Armi, Meloni apre alla Nato: spesa al 2% del Pil entro il 2026. Stallo infinito Roma-Bruxelles

Mes e balneari in cambio del Pnrr. Ma sulle forniture militari la premier tenderà la mano all'Alleanza anticipando il termine 2028.

Armi, Meloni apre alla Nato: spesa al 2% del Pil entro il 2026. Stallo infinito Roma-Bruxelles

Lo stallo alla messicana tra Roma e Bruxelles andrà avanti ancora qualche mese. Con i dossier Mes e balneari che tengono sotto tiro il delicatissimo capitolo del Pnrr, su cui Palazzo Chigi chiede da tempo una «revisione degli obiettivi» per il 2023 puntando sopratutto alla flessibilità e con l'obiettivo di utilizzare come vasi comunicanti le diverse fonti di finanziamento dell'Ue (spostando alcuni progetti dal Pnrr alla programmazione per la Coesione, che scade nel 2029 e non nel 2026).

Uno scenario di strisciante conflittualità. Anche perché sul Mes c'è un discreto fermento della Germania e dei frugali del Nord Europa, tutti infastiditi dalla mancata ratifica italiana (unico Stato dei venti della zona euro che manca all'appello, bloccando per tutti la possibilità di accedere a uno strumento che l'Ue considera decisivo per rispondere alle crisi bancarie). E pure sul capitolo balneari a Bruxelles non sembrano più disponibili a dilazioni, con la Corte di giustizia Ue che ieri ha bocciato l'Italia perché «le concessioni delle spiagge italiane non possono essere rinnovate automaticamente ma devono essere oggetto di una procedura di selezione trasparente».

Due dossier su cui Giorgia Meloni è consapevole sia necessario, di qui a pochi mesi, trovare un'intesa con l'Ue. Ma che ad oggi restano aperti anche per essere utilizzati in fase di trattativa sul Pnrr, un fronte che è centrale non solo nella politica del governo ma anche nelle prospettive di crescita del Paese. E su cui lavora da mesi il ministro per gli Affari europei, Raffaele Fitto, convinto che sia imprescindibile una «rimodulazione».
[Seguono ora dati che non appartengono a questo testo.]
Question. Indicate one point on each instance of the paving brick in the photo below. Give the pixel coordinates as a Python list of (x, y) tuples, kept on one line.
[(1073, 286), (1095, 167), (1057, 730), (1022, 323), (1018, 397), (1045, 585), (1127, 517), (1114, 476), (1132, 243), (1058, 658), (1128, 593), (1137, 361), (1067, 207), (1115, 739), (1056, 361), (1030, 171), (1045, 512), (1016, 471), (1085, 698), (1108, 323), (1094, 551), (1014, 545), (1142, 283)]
Se sui temi comunitari è evidentemente in corso un braccio di ferro (ieri è arrivata anche la «condanna» del Parlamento europeo a Ungheria, Polonia e Italia per la «diffusione di retorica anti-diritti, anti-gender e anti-Lgbtq»), sul fronte Atlantico l'Italia sembra essere invece pronta a tendere una mano. Peraltro, su un dossier così importante come le spese militari. Dopo un discreto braccio di ferro con Giuseppe Conte, infatti, l'anno scorso il governo guidato da Mario Draghi decise di spostare al 2028 il termine per innalzare al 2% del Pil la spesa per armamenti. Un capitolo su cui non siamo i soli ad essere in ritardo rispetto agli accordi dell'Alleanza atlantica. Nel cosiddetto «2% club», infatti, dei trenta membri aderenti alla Nato nel 2021 c'erano solo Stati Uniti (3,57%), Grecia (3,59%), Polonia (2,34%), Regno Unito (2,25%), Croazia (2,16%), Estonia (2,16%), Lettonia (2,16%) e Lituania (2,03%). Quasi tutti Paesi molto sensibili - geograficamente o politicamente - al conflitto in corso in Ucraina, una guerra aperta da Mosca con l'aggressione del 24 febbraio 2022.
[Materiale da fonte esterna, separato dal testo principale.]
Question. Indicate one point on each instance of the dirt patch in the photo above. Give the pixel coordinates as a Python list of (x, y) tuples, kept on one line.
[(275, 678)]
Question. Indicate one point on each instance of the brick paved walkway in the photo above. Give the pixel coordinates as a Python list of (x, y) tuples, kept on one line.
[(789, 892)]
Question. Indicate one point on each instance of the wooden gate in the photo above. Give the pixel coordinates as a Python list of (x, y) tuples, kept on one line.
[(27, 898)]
Ad oggi l'Italia stanzia per la Difesa circa l'1,5% del Pil, come la Germania (dove il cancelliere Olaf Scholz ha però proposto di creare un «fondo speciale» di 100 miliardi di euro) e decisamente meno della Francia (che nel 2021 si attestava all'1,9% del Pil). Ma il governo italiano, raccontano fonti della Difesa, sarebbe intenzionato ad accelerare i tempi e anticipare - almeno al 2026 - il traguardo del 2% del Pil ad oggi previsto per il 2028. D'altra parte, sul punto la stessa Meloni non ha mai esitato. Esattamente un mese fa, lo scorso 21 marzo, nelle comunicazioni in Senato in vista del Consiglio europeo, la premier fu molto chiara: «Questo governo è abituato a difendere l'interesse nazionale.
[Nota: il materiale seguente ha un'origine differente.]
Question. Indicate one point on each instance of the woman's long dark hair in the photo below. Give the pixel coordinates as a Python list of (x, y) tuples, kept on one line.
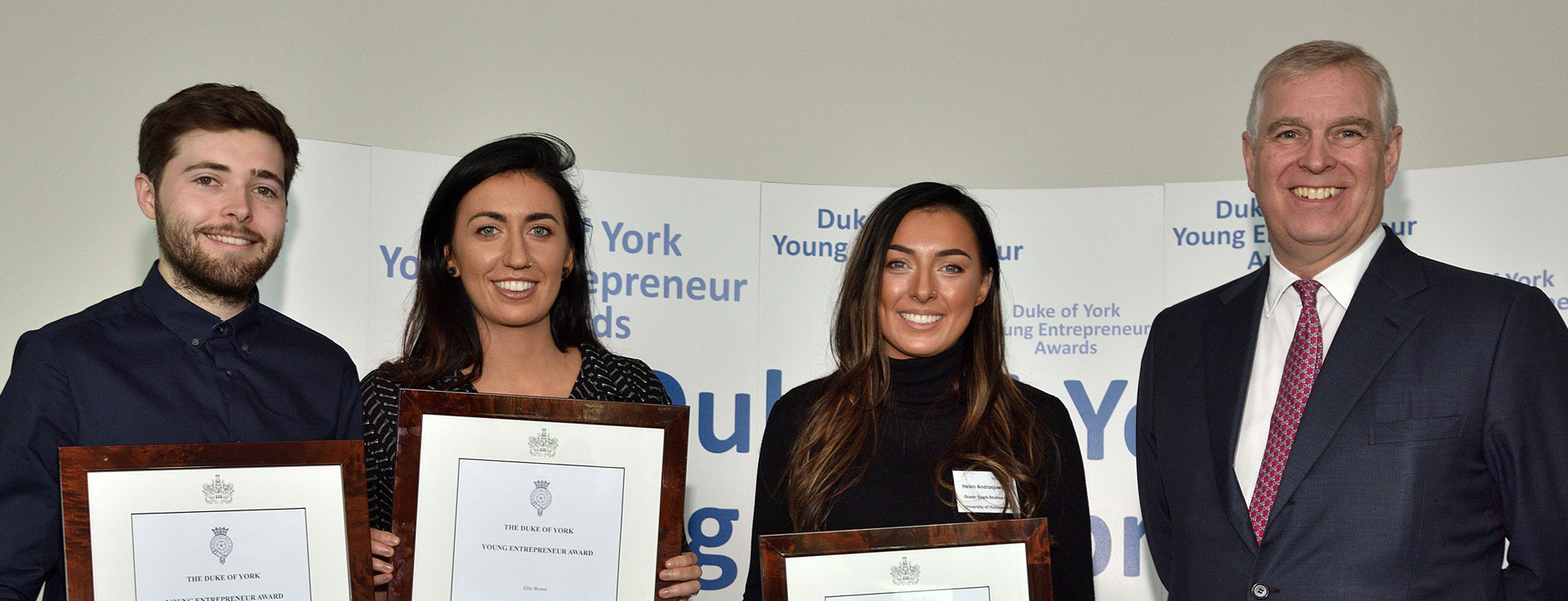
[(1000, 430), (441, 335)]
Non abbiamo mai fatto mistero di voler aumentare gli stanziamenti in spese militari, come hanno fatto i governi precedenti, magari di soppiatto e senza metterci la faccia». E ancora: «Noi la faccia ce la mettiamo, convinti che rispettare gli impegni sia vitale per tutelare la nostra sovranità nazionale».